One week later, Baltimore's bitter Grey Cup loss still obscures the beauty of a near-perfect season for Don Matthews.
"There is a good feeling about what we have done -- to a point," the CFLs coach said. "It ruined the moment. It ruined the week. It'll be better with time of reflection. But that time hasn't arrived for me yet."
The perfectionist in Matthews has had a difficult time shaking his team's 26-23 loss to the B.C. Lions last Sunday. But there is life after Vancouver, British Columbia, and Matthews has begun his preparations for it.
What follows the high-wire act that marked Baltimore's first year in the Canadian Football League?
There is free agency in February.
There will be competition for jobs at training camp next June.
And, if Matthews has his way, there will be a return to the Grey Cup in November in Regina, Saskatchewan.
The message Matthews gave to his players before sending them into the off-season last week was a challenging one.
"I told the players next year I would expect 95 percent of this team back," he said. "But I also said I will challenge each one of them with the best player I can find. Plus, we will absolutely get into the free-agent market.
"We're going to take it to the next level."
The CFLs will lose no one to free agency this winter, thanks to a league bylaw that mandates an option year to every contract.
Ten players on the team have two-year contracts plus an option season, among them quarterback Tracy Ham and nose tackle Jearld Baylis. The rest have one-year contracts with options.
Matthews said the team already has exercised all options, which does not necessarily mean all players will be invited back to training camp.
The key element in any player movement hinges on the team's $2.5 million salary cap ($1.9 million for teams in Canada). According to Matthews, the CFLs were close to the cap this year.
That means they can add front-line free agents only after subtracting some significant contracts.
Running back Mike Pringle said he thinks the team should move to keep the major contributors here to help with fan identity. One way to ensure that continuity is to extend the contracts of players going into their option seasons.
"I think they should definitely do whatever it takes to keep quality players on the field, and ones that were here from the beginning," said Pringle, who heads into the option year of a contract he signed two years ago with the Sacramento Gold Miners.
"It'd be a shame to dismantle this group of guys for a reason like that, to stay under the cap. We have excellent attendance. The reason fans come out is to see the players."
Pringle, 27, who broke the CFL rushing record with 1,972 yards this year, is eager to sink roots here.
"I've been looking for a football home since I started playing professional ball," he said. "It'd be nice to finally find a home."

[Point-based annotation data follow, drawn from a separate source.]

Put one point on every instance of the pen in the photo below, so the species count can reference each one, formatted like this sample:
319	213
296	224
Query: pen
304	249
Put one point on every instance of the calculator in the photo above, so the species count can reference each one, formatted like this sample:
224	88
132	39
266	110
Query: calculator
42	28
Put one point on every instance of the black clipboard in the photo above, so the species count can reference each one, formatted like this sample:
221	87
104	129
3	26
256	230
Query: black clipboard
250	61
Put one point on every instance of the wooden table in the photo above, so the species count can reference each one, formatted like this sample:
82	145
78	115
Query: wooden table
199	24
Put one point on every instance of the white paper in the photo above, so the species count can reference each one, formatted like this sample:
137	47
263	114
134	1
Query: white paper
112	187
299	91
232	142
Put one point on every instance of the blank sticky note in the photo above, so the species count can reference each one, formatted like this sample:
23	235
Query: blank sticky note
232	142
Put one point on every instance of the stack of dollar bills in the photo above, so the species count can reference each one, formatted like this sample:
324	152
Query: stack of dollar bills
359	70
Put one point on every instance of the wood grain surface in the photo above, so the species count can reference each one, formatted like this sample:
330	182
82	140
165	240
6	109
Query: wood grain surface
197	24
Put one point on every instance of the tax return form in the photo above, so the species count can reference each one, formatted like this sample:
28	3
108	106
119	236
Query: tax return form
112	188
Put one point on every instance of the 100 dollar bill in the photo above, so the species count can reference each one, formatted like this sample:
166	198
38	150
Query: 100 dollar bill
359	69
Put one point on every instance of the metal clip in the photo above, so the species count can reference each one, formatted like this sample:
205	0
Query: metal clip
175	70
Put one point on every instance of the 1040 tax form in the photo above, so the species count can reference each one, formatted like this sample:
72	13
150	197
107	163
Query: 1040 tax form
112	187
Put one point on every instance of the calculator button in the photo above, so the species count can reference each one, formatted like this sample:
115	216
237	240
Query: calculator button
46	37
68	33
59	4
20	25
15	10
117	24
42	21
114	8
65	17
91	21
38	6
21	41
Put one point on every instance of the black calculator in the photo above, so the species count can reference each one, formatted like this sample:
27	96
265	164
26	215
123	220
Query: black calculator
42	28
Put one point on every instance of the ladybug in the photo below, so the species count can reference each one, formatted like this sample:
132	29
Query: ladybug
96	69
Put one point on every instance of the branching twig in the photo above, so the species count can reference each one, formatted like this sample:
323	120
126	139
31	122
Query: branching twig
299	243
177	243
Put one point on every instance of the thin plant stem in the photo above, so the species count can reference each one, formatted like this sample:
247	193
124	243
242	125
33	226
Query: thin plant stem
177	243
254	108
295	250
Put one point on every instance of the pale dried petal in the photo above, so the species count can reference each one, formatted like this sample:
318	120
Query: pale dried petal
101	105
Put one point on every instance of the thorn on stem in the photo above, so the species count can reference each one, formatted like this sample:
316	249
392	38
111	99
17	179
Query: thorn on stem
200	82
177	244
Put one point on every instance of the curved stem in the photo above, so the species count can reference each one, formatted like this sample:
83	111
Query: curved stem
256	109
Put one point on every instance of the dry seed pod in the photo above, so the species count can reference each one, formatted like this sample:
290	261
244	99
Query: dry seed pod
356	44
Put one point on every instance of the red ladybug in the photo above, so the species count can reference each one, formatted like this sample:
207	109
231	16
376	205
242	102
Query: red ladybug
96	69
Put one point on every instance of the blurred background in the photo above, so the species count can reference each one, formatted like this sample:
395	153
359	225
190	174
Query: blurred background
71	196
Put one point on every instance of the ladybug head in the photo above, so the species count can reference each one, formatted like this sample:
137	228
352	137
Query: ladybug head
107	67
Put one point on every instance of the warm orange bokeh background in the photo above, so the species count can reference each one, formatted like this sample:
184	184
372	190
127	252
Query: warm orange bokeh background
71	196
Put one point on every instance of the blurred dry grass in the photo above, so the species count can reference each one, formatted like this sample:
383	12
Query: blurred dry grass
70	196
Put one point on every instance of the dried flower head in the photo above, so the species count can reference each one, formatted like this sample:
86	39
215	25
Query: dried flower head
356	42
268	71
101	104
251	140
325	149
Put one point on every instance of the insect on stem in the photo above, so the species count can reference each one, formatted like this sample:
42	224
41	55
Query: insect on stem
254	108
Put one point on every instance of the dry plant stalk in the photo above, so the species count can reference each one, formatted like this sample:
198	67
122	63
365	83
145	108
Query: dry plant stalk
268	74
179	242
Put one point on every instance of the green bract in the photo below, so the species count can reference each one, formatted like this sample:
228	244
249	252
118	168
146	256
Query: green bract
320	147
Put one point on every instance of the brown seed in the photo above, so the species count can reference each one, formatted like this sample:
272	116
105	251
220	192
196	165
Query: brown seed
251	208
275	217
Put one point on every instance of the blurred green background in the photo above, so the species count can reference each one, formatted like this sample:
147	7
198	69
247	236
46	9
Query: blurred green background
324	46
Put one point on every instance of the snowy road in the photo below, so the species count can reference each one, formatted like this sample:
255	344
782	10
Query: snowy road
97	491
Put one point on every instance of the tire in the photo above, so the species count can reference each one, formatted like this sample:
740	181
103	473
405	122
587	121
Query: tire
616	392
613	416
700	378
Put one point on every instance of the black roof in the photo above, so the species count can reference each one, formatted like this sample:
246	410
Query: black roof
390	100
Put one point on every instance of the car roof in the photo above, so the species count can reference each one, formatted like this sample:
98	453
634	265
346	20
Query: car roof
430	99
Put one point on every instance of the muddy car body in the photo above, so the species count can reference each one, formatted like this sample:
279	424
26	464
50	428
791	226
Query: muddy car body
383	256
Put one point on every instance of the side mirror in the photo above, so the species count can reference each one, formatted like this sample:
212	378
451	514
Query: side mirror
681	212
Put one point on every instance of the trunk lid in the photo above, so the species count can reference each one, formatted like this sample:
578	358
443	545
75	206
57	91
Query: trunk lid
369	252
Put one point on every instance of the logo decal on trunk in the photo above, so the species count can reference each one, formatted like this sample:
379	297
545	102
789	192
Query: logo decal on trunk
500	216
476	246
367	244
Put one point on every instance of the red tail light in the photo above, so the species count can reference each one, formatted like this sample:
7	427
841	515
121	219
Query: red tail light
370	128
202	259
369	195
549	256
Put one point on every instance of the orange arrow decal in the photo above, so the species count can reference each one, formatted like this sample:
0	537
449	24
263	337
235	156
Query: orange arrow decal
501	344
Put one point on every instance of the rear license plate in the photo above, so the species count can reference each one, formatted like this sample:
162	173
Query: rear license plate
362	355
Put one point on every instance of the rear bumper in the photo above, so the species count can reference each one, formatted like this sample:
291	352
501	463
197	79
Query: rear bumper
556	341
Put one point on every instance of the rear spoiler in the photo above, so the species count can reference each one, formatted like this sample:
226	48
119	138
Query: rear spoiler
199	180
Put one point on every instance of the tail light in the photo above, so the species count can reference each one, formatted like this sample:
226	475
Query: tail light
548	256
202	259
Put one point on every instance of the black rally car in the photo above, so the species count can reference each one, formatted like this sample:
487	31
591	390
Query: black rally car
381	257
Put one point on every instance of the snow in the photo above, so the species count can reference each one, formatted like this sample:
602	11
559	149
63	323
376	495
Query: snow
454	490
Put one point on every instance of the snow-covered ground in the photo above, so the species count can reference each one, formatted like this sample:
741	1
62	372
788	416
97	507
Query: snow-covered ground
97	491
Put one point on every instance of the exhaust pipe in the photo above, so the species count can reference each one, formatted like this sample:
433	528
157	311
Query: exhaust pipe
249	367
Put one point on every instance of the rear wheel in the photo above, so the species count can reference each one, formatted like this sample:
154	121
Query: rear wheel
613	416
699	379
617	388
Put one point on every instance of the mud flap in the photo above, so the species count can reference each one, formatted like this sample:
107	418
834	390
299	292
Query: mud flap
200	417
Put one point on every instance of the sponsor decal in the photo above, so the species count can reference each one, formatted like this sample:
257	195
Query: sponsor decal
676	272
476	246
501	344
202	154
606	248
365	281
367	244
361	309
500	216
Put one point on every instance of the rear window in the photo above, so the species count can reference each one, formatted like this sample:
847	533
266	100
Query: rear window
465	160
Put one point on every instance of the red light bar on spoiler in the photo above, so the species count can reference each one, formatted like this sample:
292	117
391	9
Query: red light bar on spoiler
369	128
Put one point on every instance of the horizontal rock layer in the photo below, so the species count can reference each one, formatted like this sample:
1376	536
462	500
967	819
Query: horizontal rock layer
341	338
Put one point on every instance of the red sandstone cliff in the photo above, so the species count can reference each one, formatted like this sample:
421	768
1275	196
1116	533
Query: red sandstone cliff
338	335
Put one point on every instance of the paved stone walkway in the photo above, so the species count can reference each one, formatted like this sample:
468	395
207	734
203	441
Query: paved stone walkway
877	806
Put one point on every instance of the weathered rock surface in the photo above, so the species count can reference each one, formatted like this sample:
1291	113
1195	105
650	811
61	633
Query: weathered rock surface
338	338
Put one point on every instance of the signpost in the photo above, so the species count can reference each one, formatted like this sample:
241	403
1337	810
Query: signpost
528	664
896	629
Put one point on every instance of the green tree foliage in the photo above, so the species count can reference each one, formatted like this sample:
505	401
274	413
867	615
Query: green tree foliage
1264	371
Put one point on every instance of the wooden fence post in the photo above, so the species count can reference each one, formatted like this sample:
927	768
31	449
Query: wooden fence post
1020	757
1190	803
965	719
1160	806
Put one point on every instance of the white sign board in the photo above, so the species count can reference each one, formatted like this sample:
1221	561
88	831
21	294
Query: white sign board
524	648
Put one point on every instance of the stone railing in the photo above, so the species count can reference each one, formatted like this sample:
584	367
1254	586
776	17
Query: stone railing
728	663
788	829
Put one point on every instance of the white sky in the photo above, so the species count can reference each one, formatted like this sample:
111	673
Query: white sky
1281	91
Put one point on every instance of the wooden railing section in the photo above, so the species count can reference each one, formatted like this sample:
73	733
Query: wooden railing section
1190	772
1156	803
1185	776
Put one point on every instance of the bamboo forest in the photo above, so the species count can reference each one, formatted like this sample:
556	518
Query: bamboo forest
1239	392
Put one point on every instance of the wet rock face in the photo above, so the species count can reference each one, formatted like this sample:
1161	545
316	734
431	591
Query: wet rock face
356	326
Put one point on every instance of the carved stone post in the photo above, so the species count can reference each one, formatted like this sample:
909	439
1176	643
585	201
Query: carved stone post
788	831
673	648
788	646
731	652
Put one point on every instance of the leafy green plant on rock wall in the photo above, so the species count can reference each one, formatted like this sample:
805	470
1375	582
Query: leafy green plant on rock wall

Among the players going into their option years who might merit such consideration are slotback Chris Armstrong, tackle Shar Pourdanesh, linebacker Matt Goodwin and cornerback Irvin Smith. Pourdanesh was voted the league's Most Outstanding Lineman of the Year, and Goodwin Most Outstanding Rookie. Smith and Armstrong were All-East picks.
Matthews was noncommittal on whether the team will reward players with new or extended contracts.
"We'll certainly honor their contracts," he said, "and we expect them to fulfill those contracts."
Meanwhile, the free-agent market opens Feb. 15, when contracts officially expire and negotiations can begin with any team.
Because any discussion of potential free agents could be construed as tampering, Matthews declined to identify players might be interested in. But there are several marquee-type players in this year's free-agent class who would be attractive.
Such as defensive end Tim Cofield, the Eastern Division's Defensive Player of the Year with the Hamilton Tiger-Cats. Or defensive tackle Rodney Harding, who matched Cofield's 16 sacks with the Toronto Argonauts.
If you are looking for receivers -- and the CFLs might be -- available talent includes Sacramento's Rod Harris, Edmonton's
Eddie Brown and Calgary's Allen Pitts.
Running back, a Baltimore strength, has two prominent names in Cory Philpot of the B.C. Lions and Mike Saunders of the Saskatchewan Roughriders.
If the CFLs are looking for help in the interior offensive line -- Baltimore's pass protection collapsed in the Grey Cup -- there is guard David Diaz-Infante of Sacramento.
Matthews won't confine his search to the CFL, though.
"I'll sign NFL offensive linemen or receivers," he said. "I will work very hard to upgrade at every position. . . . n the free-agent market, this has become a good place to play. When we do go into the market, it will be to our advantage.
"The only way we improve is personnel. We don't need drastic improvement; we got within three points of our goal."